Ensure that your local government is one with a Local Government Cybersecurity Management Plan to take control of cybersecurity measures in your municipality, before an emergency happens. Base your plan off of the successful cybersecurity management plan that New York recently deployed. 

Cybersecurity Awareness Training FAQs

1. What is cybersecurity awareness training? 

Security awareness training is the process of providing formal cybersecurity education to your workforce about a variety of information security threats and your government's policies and procedures for addressing them.

2. Why is cybersecurity awareness training important for local governments?
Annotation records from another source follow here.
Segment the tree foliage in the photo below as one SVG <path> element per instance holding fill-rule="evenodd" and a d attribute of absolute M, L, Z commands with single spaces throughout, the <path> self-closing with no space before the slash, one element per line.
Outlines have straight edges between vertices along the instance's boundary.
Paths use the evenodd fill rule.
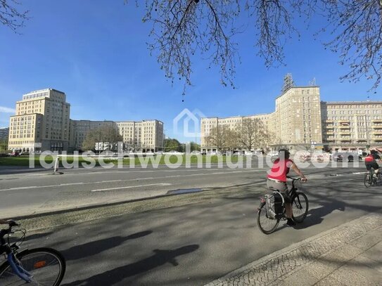
<path fill-rule="evenodd" d="M 11 28 L 15 32 L 24 27 L 24 20 L 29 19 L 29 11 L 20 11 L 17 5 L 20 4 L 15 0 L 0 0 L 0 24 Z"/>
<path fill-rule="evenodd" d="M 145 8 L 143 20 L 153 24 L 150 51 L 165 76 L 172 82 L 184 79 L 185 87 L 191 84 L 195 53 L 219 67 L 223 85 L 234 87 L 240 59 L 234 36 L 243 32 L 237 22 L 243 12 L 254 23 L 257 54 L 267 67 L 284 64 L 286 43 L 300 37 L 295 19 L 303 17 L 309 27 L 319 17 L 322 29 L 313 34 L 319 39 L 329 35 L 331 39 L 321 41 L 350 67 L 340 79 L 357 82 L 364 76 L 374 82 L 371 89 L 381 82 L 381 0 L 146 0 Z"/>
<path fill-rule="evenodd" d="M 103 126 L 91 129 L 87 132 L 82 143 L 82 150 L 94 151 L 96 150 L 96 143 L 102 143 L 110 144 L 112 150 L 114 150 L 117 143 L 122 141 L 122 136 L 115 126 L 113 125 Z"/>
<path fill-rule="evenodd" d="M 128 3 L 129 0 L 125 0 Z M 338 54 L 348 72 L 340 79 L 357 82 L 366 77 L 381 84 L 382 73 L 381 0 L 136 0 L 145 5 L 144 22 L 152 23 L 148 48 L 172 82 L 191 84 L 192 60 L 198 56 L 218 66 L 223 85 L 234 87 L 236 63 L 240 61 L 234 36 L 241 33 L 239 15 L 247 13 L 253 27 L 257 54 L 267 67 L 284 64 L 284 48 L 299 37 L 298 22 L 305 26 L 316 17 L 322 27 L 314 31 L 326 48 Z M 20 12 L 16 0 L 0 0 L 0 24 L 13 31 L 24 25 L 28 11 Z"/>

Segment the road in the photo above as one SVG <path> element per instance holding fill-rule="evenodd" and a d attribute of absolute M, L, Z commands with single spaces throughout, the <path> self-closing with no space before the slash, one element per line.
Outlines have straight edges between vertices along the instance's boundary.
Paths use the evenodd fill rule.
<path fill-rule="evenodd" d="M 0 169 L 0 217 L 37 214 L 115 203 L 163 195 L 177 190 L 212 189 L 265 181 L 267 168 L 231 169 L 212 165 L 171 169 L 64 169 L 18 173 Z M 363 171 L 363 167 L 330 166 L 303 169 L 307 174 L 324 177 L 330 174 Z"/>
<path fill-rule="evenodd" d="M 255 183 L 182 195 L 179 201 L 189 197 L 189 202 L 179 207 L 74 224 L 69 220 L 30 233 L 25 246 L 61 251 L 68 263 L 65 286 L 203 285 L 293 243 L 381 212 L 381 187 L 367 189 L 362 174 L 348 171 L 337 170 L 346 174 L 339 176 L 311 174 L 304 185 L 308 217 L 295 229 L 281 223 L 270 235 L 256 226 L 265 188 Z M 154 200 L 162 204 L 170 197 Z"/>

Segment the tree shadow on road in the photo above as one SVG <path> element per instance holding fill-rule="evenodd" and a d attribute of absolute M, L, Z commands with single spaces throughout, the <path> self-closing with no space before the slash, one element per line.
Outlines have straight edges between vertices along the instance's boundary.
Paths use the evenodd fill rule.
<path fill-rule="evenodd" d="M 113 285 L 127 278 L 147 272 L 167 262 L 177 266 L 179 264 L 176 257 L 193 252 L 198 248 L 198 245 L 190 245 L 175 249 L 154 249 L 153 250 L 154 254 L 144 259 L 95 275 L 84 280 L 74 281 L 63 286 Z"/>
<path fill-rule="evenodd" d="M 324 216 L 336 210 L 344 212 L 345 207 L 346 204 L 344 202 L 338 200 L 333 200 L 330 202 L 321 202 L 320 207 L 310 209 L 304 221 L 301 223 L 298 223 L 295 226 L 295 228 L 304 229 L 319 224 L 324 221 Z"/>
<path fill-rule="evenodd" d="M 68 260 L 80 259 L 109 250 L 122 245 L 125 241 L 142 238 L 152 233 L 153 230 L 145 230 L 132 235 L 121 237 L 114 236 L 103 240 L 92 241 L 80 245 L 76 245 L 61 252 L 65 259 Z"/>

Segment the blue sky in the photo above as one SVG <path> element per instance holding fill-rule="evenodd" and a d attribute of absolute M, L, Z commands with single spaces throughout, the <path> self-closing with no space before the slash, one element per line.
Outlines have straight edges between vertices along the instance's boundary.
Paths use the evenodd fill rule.
<path fill-rule="evenodd" d="M 237 89 L 221 86 L 218 70 L 196 60 L 194 86 L 182 102 L 182 83 L 172 86 L 155 57 L 150 56 L 146 43 L 151 25 L 142 22 L 142 7 L 136 8 L 134 1 L 128 5 L 123 0 L 20 2 L 32 18 L 22 34 L 0 26 L 0 126 L 8 126 L 13 115 L 8 109 L 23 93 L 44 88 L 67 94 L 72 119 L 158 119 L 165 123 L 167 136 L 182 141 L 189 139 L 174 134 L 172 120 L 184 108 L 197 108 L 208 117 L 271 112 L 287 72 L 298 86 L 315 78 L 322 100 L 381 99 L 381 88 L 367 93 L 371 82 L 340 82 L 347 70 L 338 64 L 337 55 L 310 36 L 314 23 L 310 32 L 303 31 L 300 41 L 287 44 L 287 66 L 269 70 L 256 56 L 250 26 L 235 37 L 241 58 Z M 245 15 L 241 20 L 250 22 Z"/>

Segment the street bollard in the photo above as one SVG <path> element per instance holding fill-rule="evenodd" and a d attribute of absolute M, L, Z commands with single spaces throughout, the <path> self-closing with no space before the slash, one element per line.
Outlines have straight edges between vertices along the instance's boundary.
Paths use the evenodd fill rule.
<path fill-rule="evenodd" d="M 58 157 L 56 158 L 56 162 L 54 163 L 54 174 L 56 174 L 58 171 L 58 164 L 60 162 L 60 158 Z"/>

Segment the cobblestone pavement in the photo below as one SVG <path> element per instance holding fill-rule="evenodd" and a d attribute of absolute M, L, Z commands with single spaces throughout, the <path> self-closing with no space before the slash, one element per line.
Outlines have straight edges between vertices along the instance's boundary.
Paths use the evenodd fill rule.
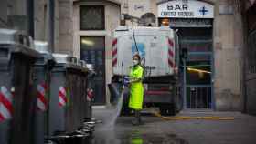
<path fill-rule="evenodd" d="M 118 118 L 114 127 L 107 127 L 112 115 L 107 108 L 94 108 L 98 124 L 91 143 L 134 144 L 254 144 L 256 143 L 256 117 L 240 112 L 186 110 L 178 116 L 233 117 L 234 120 L 163 120 L 144 115 L 144 125 L 133 126 L 133 117 Z"/>

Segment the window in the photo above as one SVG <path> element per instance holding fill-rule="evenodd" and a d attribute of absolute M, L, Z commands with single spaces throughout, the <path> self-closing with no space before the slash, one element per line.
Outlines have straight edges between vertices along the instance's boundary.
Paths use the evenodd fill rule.
<path fill-rule="evenodd" d="M 104 30 L 105 13 L 103 5 L 80 6 L 80 30 Z"/>

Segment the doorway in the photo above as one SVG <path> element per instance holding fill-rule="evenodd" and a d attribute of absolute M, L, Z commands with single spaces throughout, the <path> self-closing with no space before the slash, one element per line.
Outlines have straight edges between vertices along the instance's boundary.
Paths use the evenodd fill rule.
<path fill-rule="evenodd" d="M 184 108 L 214 108 L 212 27 L 176 28 L 180 48 L 187 49 L 187 58 L 181 64 Z"/>

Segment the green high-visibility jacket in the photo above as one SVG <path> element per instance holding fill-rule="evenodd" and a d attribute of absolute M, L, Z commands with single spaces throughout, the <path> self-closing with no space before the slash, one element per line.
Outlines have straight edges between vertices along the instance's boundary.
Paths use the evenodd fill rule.
<path fill-rule="evenodd" d="M 144 68 L 137 65 L 133 67 L 130 73 L 130 79 L 143 79 Z M 143 108 L 144 100 L 144 86 L 143 82 L 133 82 L 131 84 L 129 107 L 131 108 L 140 110 Z"/>

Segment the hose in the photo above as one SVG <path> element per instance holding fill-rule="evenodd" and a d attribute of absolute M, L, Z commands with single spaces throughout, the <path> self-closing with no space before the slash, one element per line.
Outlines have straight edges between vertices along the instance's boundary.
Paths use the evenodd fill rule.
<path fill-rule="evenodd" d="M 161 118 L 164 120 L 234 120 L 233 117 L 218 117 L 218 116 L 204 116 L 204 117 L 189 117 L 189 116 L 177 116 L 177 117 L 164 117 L 157 112 L 152 112 L 155 117 Z"/>

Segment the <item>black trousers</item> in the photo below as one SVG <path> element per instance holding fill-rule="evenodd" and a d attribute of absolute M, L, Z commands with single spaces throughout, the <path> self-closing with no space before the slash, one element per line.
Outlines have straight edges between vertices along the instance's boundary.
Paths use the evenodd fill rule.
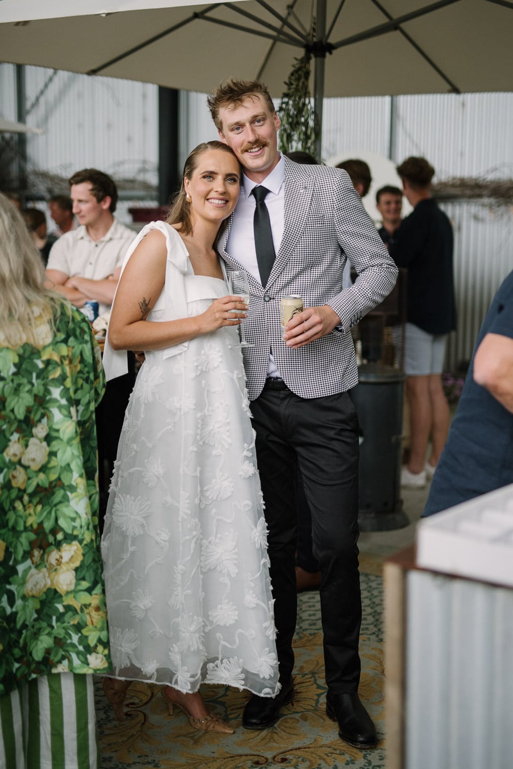
<path fill-rule="evenodd" d="M 347 393 L 306 400 L 264 389 L 251 404 L 275 598 L 280 679 L 294 667 L 297 618 L 295 551 L 297 461 L 311 511 L 313 553 L 321 571 L 326 683 L 358 691 L 361 598 L 358 550 L 358 416 Z"/>
<path fill-rule="evenodd" d="M 319 571 L 317 558 L 314 557 L 314 544 L 311 541 L 311 513 L 305 496 L 303 479 L 296 463 L 295 484 L 294 486 L 295 509 L 298 514 L 298 544 L 296 547 L 296 566 L 315 574 Z"/>

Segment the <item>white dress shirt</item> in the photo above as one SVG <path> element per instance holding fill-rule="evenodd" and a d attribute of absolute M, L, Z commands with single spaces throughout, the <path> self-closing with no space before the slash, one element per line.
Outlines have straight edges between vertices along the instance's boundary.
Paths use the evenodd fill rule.
<path fill-rule="evenodd" d="M 275 254 L 278 254 L 281 245 L 285 227 L 285 164 L 283 155 L 280 155 L 279 161 L 261 182 L 261 186 L 266 187 L 269 190 L 265 197 L 265 205 L 269 212 Z M 260 271 L 255 249 L 253 230 L 256 200 L 255 195 L 252 195 L 253 188 L 258 186 L 258 182 L 252 181 L 245 174 L 242 174 L 242 188 L 238 196 L 233 221 L 230 228 L 226 251 L 244 266 L 246 272 L 251 273 L 256 280 L 260 281 Z M 271 351 L 270 351 L 268 376 L 279 377 L 279 375 L 280 373 L 275 363 Z"/>

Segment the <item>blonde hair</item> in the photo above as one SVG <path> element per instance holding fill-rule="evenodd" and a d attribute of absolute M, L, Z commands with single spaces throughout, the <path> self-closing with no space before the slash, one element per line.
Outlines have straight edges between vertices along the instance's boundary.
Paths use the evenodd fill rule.
<path fill-rule="evenodd" d="M 2 344 L 16 348 L 22 340 L 37 346 L 41 315 L 54 329 L 62 298 L 45 288 L 45 266 L 22 215 L 0 193 L 0 334 Z M 71 308 L 68 308 L 68 312 Z"/>
<path fill-rule="evenodd" d="M 213 141 L 203 141 L 192 150 L 184 165 L 180 191 L 173 200 L 171 211 L 165 220 L 168 225 L 182 225 L 180 232 L 184 235 L 188 235 L 192 232 L 191 205 L 187 202 L 187 193 L 185 192 L 184 179 L 191 179 L 193 173 L 198 168 L 199 158 L 204 152 L 208 152 L 209 150 L 213 149 L 228 152 L 236 159 L 235 152 L 228 145 L 215 140 Z"/>
<path fill-rule="evenodd" d="M 240 107 L 248 96 L 261 96 L 271 114 L 276 110 L 267 85 L 260 80 L 236 80 L 229 78 L 223 80 L 221 85 L 207 97 L 207 105 L 210 110 L 214 125 L 222 133 L 222 124 L 219 117 L 222 107 Z"/>

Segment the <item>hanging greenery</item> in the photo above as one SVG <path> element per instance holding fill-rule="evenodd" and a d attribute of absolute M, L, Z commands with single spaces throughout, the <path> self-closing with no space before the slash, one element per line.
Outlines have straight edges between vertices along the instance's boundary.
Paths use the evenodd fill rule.
<path fill-rule="evenodd" d="M 296 62 L 285 82 L 280 102 L 280 150 L 299 150 L 315 156 L 318 121 L 310 95 L 311 52 L 305 52 Z"/>

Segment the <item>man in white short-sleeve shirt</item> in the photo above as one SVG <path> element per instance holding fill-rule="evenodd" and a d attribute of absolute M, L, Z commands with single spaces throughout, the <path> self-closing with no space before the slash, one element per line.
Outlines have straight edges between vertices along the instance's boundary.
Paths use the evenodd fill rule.
<path fill-rule="evenodd" d="M 112 215 L 118 190 L 108 174 L 85 168 L 69 180 L 76 230 L 65 233 L 50 251 L 47 286 L 63 294 L 75 307 L 90 299 L 99 314 L 112 304 L 123 259 L 135 233 Z"/>

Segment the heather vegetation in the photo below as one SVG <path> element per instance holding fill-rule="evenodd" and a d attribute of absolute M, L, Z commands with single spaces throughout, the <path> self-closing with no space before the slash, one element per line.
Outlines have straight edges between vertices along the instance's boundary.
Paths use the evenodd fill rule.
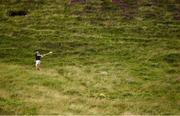
<path fill-rule="evenodd" d="M 178 115 L 179 37 L 179 0 L 1 0 L 0 114 Z"/>

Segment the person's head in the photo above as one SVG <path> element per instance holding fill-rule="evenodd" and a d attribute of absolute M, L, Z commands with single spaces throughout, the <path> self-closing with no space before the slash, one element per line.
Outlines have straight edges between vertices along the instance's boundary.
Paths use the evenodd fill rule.
<path fill-rule="evenodd" d="M 36 51 L 36 54 L 39 54 L 39 51 Z"/>

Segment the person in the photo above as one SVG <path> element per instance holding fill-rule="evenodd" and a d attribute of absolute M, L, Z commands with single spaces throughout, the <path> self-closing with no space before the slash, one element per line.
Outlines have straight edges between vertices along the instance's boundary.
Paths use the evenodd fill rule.
<path fill-rule="evenodd" d="M 41 55 L 39 53 L 39 51 L 36 51 L 35 54 L 35 66 L 36 66 L 36 70 L 40 70 L 40 64 L 41 64 L 41 58 L 43 57 L 43 55 Z"/>

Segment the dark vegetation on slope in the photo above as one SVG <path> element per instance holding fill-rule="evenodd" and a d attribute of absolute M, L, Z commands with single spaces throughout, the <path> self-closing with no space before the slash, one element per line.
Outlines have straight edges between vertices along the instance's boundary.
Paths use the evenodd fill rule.
<path fill-rule="evenodd" d="M 179 8 L 1 0 L 0 114 L 179 114 Z M 54 52 L 40 72 L 35 50 Z"/>

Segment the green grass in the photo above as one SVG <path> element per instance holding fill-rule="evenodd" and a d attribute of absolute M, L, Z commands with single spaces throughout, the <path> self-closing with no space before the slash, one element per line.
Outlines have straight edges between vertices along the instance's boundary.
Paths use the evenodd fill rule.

Local governments with outdated IT technology are easy targets for a ransomware attack or malware infection. As a result, hackers will hit underprepared government officials with email phishing scams, stolen passwords, or malware to break in and steal confidential and important government data, or lock up critical systems needed for operations and services. Employees and government officials are the first line of defense agains cyber threats. It is essential that employees at all levels of local government understand how to detect and avoid possible cyber threats, and what to do should they discover a vulnerability or compromise. 

3. What Federal Agencies can help secure local governments before or after a cyber attack?

Local government officials should establish a working relationship with The Cybersecurity & Infrastructure Security Agency (CISA) which provides resources and services free of charge to state, local, and tribal governments. Additionally, local governments should be prepared to report any malicious cyber activity to their nearest FBI and Secret Service Field office who can help elevate to the proper authorities.